Abuse prevention is proactive and can educate and empower the adults connected to the youth sports organization about grooming techniques and methods, and also create an environment that protects the athletes as well as the coaches.
For instance, some organizations prohibit coaches from being alone with athletes or even communicating directly with athletes. Another key is informing your child about what is permissible behavior by adults.
DEALING WITH INJURIES
It’s a common scene in youth sports: A young athlete goes down, crying due to an injury. The ref halts the game, the players take a knee, and the coach trots onto the field.
But does the coach know what he’s doing?
Many countries require coaches to go through a safety training program, but the United States does not. The standards vary widely, from state to state, sport to sport.
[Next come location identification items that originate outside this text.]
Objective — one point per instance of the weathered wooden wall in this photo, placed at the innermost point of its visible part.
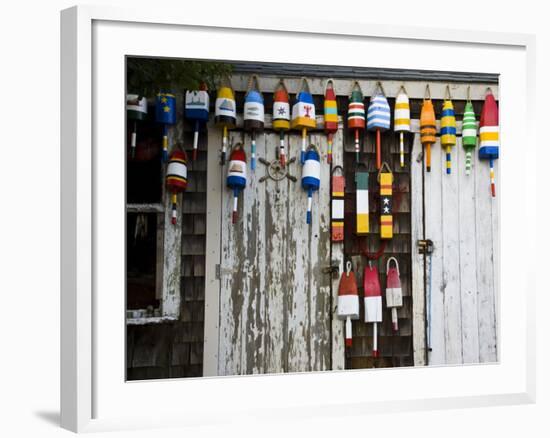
(461, 218)
(275, 298)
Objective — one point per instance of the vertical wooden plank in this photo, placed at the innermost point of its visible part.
(214, 217)
(276, 280)
(299, 349)
(338, 345)
(468, 264)
(171, 296)
(417, 259)
(434, 231)
(254, 242)
(484, 261)
(451, 260)
(232, 278)
(319, 281)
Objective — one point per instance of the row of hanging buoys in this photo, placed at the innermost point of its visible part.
(402, 120)
(378, 119)
(281, 117)
(136, 109)
(356, 115)
(236, 176)
(331, 117)
(225, 114)
(311, 176)
(448, 128)
(197, 106)
(253, 117)
(488, 135)
(348, 298)
(427, 127)
(176, 178)
(166, 115)
(303, 115)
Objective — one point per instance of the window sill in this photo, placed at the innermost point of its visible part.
(151, 320)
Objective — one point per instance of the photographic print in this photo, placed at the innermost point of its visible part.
(300, 218)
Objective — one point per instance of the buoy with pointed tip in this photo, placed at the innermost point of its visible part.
(402, 120)
(447, 130)
(225, 114)
(197, 106)
(311, 176)
(136, 110)
(236, 176)
(253, 117)
(330, 116)
(489, 136)
(394, 293)
(348, 300)
(427, 127)
(469, 134)
(373, 303)
(303, 114)
(176, 179)
(165, 112)
(378, 119)
(281, 117)
(356, 115)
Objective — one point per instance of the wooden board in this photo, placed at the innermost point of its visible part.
(275, 299)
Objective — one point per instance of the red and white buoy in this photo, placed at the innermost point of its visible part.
(373, 303)
(394, 293)
(348, 300)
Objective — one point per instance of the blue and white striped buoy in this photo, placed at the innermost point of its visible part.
(311, 176)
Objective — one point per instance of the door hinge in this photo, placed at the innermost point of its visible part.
(425, 246)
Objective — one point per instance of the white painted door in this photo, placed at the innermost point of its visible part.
(275, 301)
(455, 289)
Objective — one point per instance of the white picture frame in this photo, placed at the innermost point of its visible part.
(93, 395)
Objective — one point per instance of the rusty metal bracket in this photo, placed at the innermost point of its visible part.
(276, 171)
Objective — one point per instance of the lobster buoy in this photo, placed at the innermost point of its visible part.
(176, 179)
(225, 116)
(469, 132)
(311, 176)
(378, 119)
(197, 105)
(303, 114)
(136, 109)
(427, 127)
(402, 120)
(356, 115)
(338, 186)
(448, 128)
(348, 300)
(331, 117)
(165, 112)
(488, 135)
(394, 293)
(373, 303)
(253, 117)
(281, 117)
(236, 176)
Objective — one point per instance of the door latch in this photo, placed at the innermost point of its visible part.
(425, 246)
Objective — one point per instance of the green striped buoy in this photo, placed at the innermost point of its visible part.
(469, 134)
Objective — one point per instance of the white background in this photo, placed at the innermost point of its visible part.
(29, 239)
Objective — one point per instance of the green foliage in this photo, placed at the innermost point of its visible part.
(147, 76)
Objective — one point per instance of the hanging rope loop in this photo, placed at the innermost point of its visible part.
(396, 264)
(427, 93)
(384, 165)
(447, 92)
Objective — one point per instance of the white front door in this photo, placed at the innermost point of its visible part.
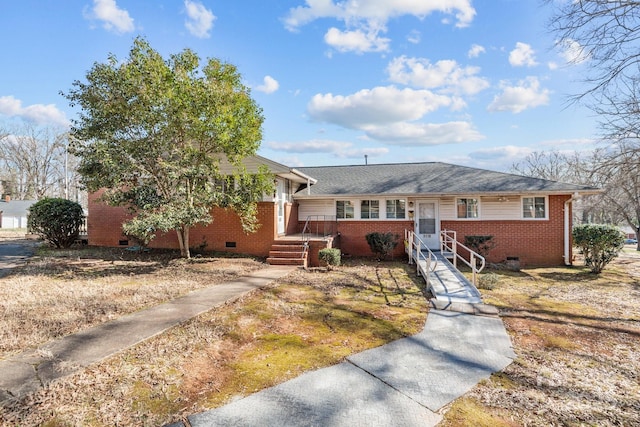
(427, 223)
(281, 199)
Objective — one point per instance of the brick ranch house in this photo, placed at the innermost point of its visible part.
(530, 218)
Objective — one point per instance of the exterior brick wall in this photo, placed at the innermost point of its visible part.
(534, 242)
(353, 242)
(104, 229)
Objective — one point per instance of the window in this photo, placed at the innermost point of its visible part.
(534, 207)
(467, 208)
(370, 209)
(395, 209)
(344, 209)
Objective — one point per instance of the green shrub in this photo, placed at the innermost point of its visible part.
(382, 244)
(599, 243)
(480, 244)
(330, 256)
(488, 281)
(57, 220)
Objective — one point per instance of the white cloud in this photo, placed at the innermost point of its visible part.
(475, 51)
(341, 149)
(414, 37)
(269, 85)
(379, 11)
(37, 113)
(364, 20)
(377, 106)
(357, 41)
(572, 52)
(527, 94)
(113, 18)
(423, 134)
(446, 75)
(200, 19)
(523, 55)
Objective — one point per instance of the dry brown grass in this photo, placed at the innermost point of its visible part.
(577, 337)
(308, 320)
(60, 292)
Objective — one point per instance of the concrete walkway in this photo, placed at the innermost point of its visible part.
(28, 371)
(404, 383)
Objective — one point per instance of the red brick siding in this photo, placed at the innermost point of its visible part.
(534, 242)
(104, 223)
(353, 242)
(104, 229)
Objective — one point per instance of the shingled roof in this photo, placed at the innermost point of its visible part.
(432, 178)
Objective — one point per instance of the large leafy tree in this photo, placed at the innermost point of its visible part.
(155, 133)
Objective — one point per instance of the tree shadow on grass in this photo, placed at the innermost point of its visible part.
(86, 262)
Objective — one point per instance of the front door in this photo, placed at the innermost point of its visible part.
(427, 223)
(281, 199)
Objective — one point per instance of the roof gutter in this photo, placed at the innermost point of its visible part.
(567, 227)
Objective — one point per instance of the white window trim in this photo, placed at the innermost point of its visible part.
(406, 209)
(546, 208)
(356, 209)
(455, 207)
(382, 206)
(379, 209)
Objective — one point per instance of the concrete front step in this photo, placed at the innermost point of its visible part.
(287, 248)
(281, 254)
(287, 261)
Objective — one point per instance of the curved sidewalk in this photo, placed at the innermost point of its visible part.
(404, 383)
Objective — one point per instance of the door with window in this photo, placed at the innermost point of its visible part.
(427, 223)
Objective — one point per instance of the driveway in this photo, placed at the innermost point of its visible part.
(13, 251)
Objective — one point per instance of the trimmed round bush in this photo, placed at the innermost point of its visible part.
(57, 220)
(599, 244)
(330, 256)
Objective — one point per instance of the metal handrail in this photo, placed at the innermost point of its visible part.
(450, 244)
(319, 219)
(413, 243)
According to a survey by SafeKids USA, 40 percent of coaches said they received no safety training at all.
Parents can politely ask if their child’s team has immediate access to a well-stocked first aid kit and a protocol in place when a child is injured.
As for concussions, the CDC estimates that there are 1.6 to 3.8 million sports and recreation-related concussions each year. To that end, the CDC created the HEADS UP program, which aims to educate coaches, parents, and athletes about concussions in youth sports. The goal is to provide information on preventing, recognizing and responding to a concussion.